Médicaments : « Le bon usage ne se joue pas uniquement dans la relation médecin-patient »

Pour Etienne Nouguez (1), chargé de recherches au Centre de sociologie des organisations (CNRS/Sciences-Po), le bon usage du médicament répond à des enjeux de coordination, de négociation et de concurrence. Défini par des normes sociales qui ne sont pas toutes médicales, il interroge l’organisation même du système de santé.

Vous avez participé le 22 mars 2018 à un colloque du Collectif bon usage des médicaments. Quel est le rôle du sociologue dans ce débat ?

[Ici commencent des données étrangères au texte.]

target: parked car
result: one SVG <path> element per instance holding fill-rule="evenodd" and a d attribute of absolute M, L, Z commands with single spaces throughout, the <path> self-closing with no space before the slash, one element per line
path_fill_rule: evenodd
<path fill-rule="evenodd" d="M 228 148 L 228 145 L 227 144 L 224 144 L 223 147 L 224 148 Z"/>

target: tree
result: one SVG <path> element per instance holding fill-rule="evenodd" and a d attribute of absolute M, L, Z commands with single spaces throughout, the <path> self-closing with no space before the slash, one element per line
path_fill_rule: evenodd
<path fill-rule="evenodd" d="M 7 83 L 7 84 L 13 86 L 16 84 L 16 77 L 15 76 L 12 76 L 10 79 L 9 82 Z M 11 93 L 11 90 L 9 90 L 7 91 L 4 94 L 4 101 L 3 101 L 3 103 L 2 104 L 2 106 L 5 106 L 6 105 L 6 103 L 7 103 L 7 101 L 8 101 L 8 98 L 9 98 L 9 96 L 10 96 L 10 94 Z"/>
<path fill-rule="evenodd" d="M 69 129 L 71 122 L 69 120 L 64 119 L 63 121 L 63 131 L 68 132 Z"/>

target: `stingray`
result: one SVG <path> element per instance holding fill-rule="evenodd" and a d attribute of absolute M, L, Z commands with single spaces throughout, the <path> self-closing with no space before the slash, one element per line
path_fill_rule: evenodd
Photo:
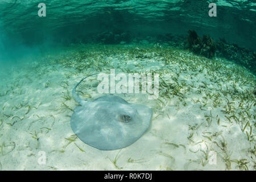
<path fill-rule="evenodd" d="M 152 110 L 128 103 L 120 97 L 106 95 L 93 101 L 81 100 L 73 88 L 72 96 L 79 104 L 71 116 L 71 128 L 86 144 L 101 150 L 126 147 L 135 142 L 148 129 Z"/>

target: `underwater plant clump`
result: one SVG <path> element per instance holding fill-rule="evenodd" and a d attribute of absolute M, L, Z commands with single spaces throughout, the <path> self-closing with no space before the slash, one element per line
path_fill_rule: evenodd
<path fill-rule="evenodd" d="M 209 35 L 204 35 L 203 40 L 195 30 L 189 30 L 187 42 L 189 48 L 194 53 L 207 58 L 213 58 L 215 55 L 216 46 Z"/>

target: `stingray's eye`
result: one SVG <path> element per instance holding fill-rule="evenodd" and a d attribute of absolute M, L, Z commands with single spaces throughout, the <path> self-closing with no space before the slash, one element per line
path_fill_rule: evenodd
<path fill-rule="evenodd" d="M 128 115 L 123 115 L 122 119 L 123 122 L 127 123 L 131 119 L 131 118 Z"/>

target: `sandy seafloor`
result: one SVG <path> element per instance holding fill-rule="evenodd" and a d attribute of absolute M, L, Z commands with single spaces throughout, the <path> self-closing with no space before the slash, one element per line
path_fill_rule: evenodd
<path fill-rule="evenodd" d="M 159 97 L 117 94 L 152 108 L 151 127 L 129 147 L 101 151 L 74 135 L 69 95 L 84 76 L 110 68 L 159 73 Z M 231 61 L 168 47 L 73 45 L 2 65 L 0 77 L 0 169 L 256 169 L 256 79 Z M 83 99 L 102 96 L 96 78 L 78 88 Z"/>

Etienne Nouguez – Les sociologues sont souvent interrogés par les médecins, qui cherchent à comprendre pourquoi les patients ne suivent pas les traitements prescrits, par les autorités sanitaires, qui veulent savoir pourquoi les médecins ne suivent pas leurs recommandations, et parfois par les sociologues eux-mêmes, qui ne comprennent pas pourquoi les autorités sanitaires n’écoutent pas leurs conseils. Finalement, on est toujours l’inobservant de l’autre ! La question du bon usage est en fait une question très globale, qui engage la chaîne du médicament dans son ensemble, et toute l’organisation du système de santé.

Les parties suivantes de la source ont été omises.